Wednesday, 19 December 2018

Saincheisteanna Tráthúla - Topical Issue Debate

Third Level Admissions Entry Requirements

6:05 pm

Photo of Willie PenroseWillie Penrose (Longford-Westmeath, Labour) | Oireachtas source

I have no doubt that the Minister of State understands the details of the issue very well. The change, however, is not a trivial or small one. For those concerned, it represents a considerable setback, and it is causing great stress, anxiety and upset. The Minister of State will agree that upsetting students is nothing to be proud of. The Minister of State can achieve the objective by ensuring the minimum requirements will apply only prospectively. The Department announced that, from 2017, every leaving certificate student knew what requirements had to be met, in the view that there was no problem. The response circulated is the glib Department answer. It does not pass legal muster. The point is that the students were assured that a C3, for example, was adequate, and they did their undergraduate degree on that basis, with a view to moving on having obtained their C3 along with their music degree, arts degree or whatever. The Department unilaterally changed the goalposts, however. That is not right in law. Under European law, this falls. The Minister of State's officials better get off their butts and make sure what I propose is done immediately. We need the students to be notified in January or February in order they can start their master's in education course in September. The answer circulated suggests somebody who qualified in 2011 would be affected if applying to do the master's course in education in 2021. These individuals are probably out in Dubai or elsewhere and are married and settled down. The last thing they are worried about is the master's degree in education.

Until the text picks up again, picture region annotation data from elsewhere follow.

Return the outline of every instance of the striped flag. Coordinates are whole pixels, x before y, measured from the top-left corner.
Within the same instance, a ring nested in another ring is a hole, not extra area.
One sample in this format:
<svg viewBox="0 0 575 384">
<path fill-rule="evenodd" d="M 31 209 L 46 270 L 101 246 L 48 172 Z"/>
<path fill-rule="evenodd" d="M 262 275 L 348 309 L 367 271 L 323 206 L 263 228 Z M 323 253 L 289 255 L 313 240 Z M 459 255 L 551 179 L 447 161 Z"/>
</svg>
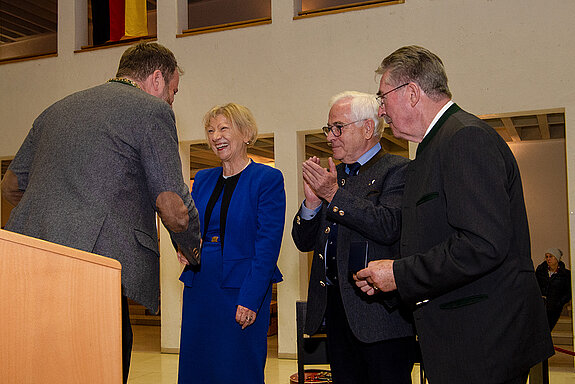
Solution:
<svg viewBox="0 0 575 384">
<path fill-rule="evenodd" d="M 94 45 L 148 35 L 146 0 L 91 0 Z"/>
<path fill-rule="evenodd" d="M 148 35 L 146 0 L 126 0 L 125 25 L 128 37 Z"/>
</svg>

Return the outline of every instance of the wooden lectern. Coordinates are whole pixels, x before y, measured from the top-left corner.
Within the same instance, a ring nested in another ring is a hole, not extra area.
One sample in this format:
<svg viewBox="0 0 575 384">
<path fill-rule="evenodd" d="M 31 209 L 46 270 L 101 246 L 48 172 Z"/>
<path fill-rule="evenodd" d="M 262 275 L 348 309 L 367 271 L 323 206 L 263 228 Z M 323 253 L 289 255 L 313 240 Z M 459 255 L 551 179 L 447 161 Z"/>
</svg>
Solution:
<svg viewBox="0 0 575 384">
<path fill-rule="evenodd" d="M 0 383 L 121 384 L 121 266 L 0 230 Z"/>
</svg>

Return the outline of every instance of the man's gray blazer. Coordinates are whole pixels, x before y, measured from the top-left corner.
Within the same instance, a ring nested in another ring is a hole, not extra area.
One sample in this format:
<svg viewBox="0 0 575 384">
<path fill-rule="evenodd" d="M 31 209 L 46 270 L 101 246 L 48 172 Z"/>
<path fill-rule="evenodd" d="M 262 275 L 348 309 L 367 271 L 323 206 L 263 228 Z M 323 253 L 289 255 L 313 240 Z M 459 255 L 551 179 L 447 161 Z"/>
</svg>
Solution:
<svg viewBox="0 0 575 384">
<path fill-rule="evenodd" d="M 158 195 L 183 199 L 190 244 L 199 228 L 165 101 L 121 83 L 70 95 L 35 120 L 9 169 L 25 193 L 7 230 L 118 260 L 123 293 L 157 312 Z"/>
<path fill-rule="evenodd" d="M 306 327 L 314 334 L 321 326 L 326 305 L 326 229 L 337 222 L 337 269 L 339 290 L 349 326 L 358 340 L 373 343 L 414 334 L 410 315 L 393 302 L 393 294 L 363 294 L 348 269 L 352 242 L 367 242 L 368 260 L 399 257 L 401 196 L 409 160 L 380 150 L 364 164 L 357 176 L 347 177 L 345 164 L 337 166 L 339 189 L 331 204 L 322 204 L 311 220 L 298 212 L 292 237 L 302 252 L 314 251 L 308 288 Z M 300 209 L 301 210 L 301 209 Z M 385 299 L 389 299 L 384 303 Z"/>
</svg>

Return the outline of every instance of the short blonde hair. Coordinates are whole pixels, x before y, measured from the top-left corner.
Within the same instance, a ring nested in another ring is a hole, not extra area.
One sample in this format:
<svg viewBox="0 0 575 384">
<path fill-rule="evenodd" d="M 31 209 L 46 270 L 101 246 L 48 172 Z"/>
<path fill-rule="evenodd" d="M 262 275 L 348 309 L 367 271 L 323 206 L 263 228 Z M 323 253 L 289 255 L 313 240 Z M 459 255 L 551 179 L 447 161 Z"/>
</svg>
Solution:
<svg viewBox="0 0 575 384">
<path fill-rule="evenodd" d="M 253 145 L 258 138 L 258 126 L 252 112 L 243 105 L 228 103 L 226 105 L 216 105 L 204 116 L 204 130 L 208 138 L 208 128 L 210 120 L 217 116 L 224 116 L 231 125 L 237 128 L 242 135 L 248 138 L 248 146 Z"/>
</svg>

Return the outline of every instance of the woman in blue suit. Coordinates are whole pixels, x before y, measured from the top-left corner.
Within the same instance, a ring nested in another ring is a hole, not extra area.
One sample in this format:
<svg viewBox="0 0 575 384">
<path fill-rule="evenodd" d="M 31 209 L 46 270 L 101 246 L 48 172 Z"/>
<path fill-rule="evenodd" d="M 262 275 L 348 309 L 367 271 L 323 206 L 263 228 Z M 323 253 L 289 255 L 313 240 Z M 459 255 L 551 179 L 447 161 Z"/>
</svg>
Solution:
<svg viewBox="0 0 575 384">
<path fill-rule="evenodd" d="M 192 188 L 203 245 L 201 264 L 186 265 L 180 277 L 178 382 L 261 384 L 272 284 L 282 280 L 283 176 L 248 157 L 257 127 L 246 107 L 216 106 L 204 127 L 222 166 L 199 171 Z"/>
</svg>

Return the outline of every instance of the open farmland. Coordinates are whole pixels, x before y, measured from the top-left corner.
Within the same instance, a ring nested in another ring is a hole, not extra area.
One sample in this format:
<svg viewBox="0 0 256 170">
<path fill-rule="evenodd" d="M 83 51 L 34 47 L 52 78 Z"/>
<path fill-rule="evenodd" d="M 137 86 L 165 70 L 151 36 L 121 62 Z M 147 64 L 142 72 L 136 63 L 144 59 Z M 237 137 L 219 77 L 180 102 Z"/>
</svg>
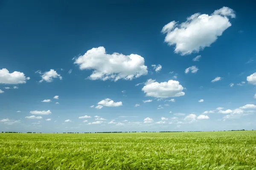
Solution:
<svg viewBox="0 0 256 170">
<path fill-rule="evenodd" d="M 256 170 L 256 131 L 0 134 L 1 170 Z"/>
</svg>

The reply adds insult to injury. How dare the officials say there is something on the website that can take the place of the leaving certificate grade. Does the Minister of State think we came up the River Liffey in a banana boat with a goose pulling it? That is nonsense. In other words, a student who has achieved a 1.1 or 2.1 in his or her primary degree is told to buzz off to some place to try to get a C2 or C1 in Irish or whatever is required. That is a typical gobbledygook bureaucratic reply that I resent. I want the Minister of State to solve this problem because, if she does not, we will see the students in court.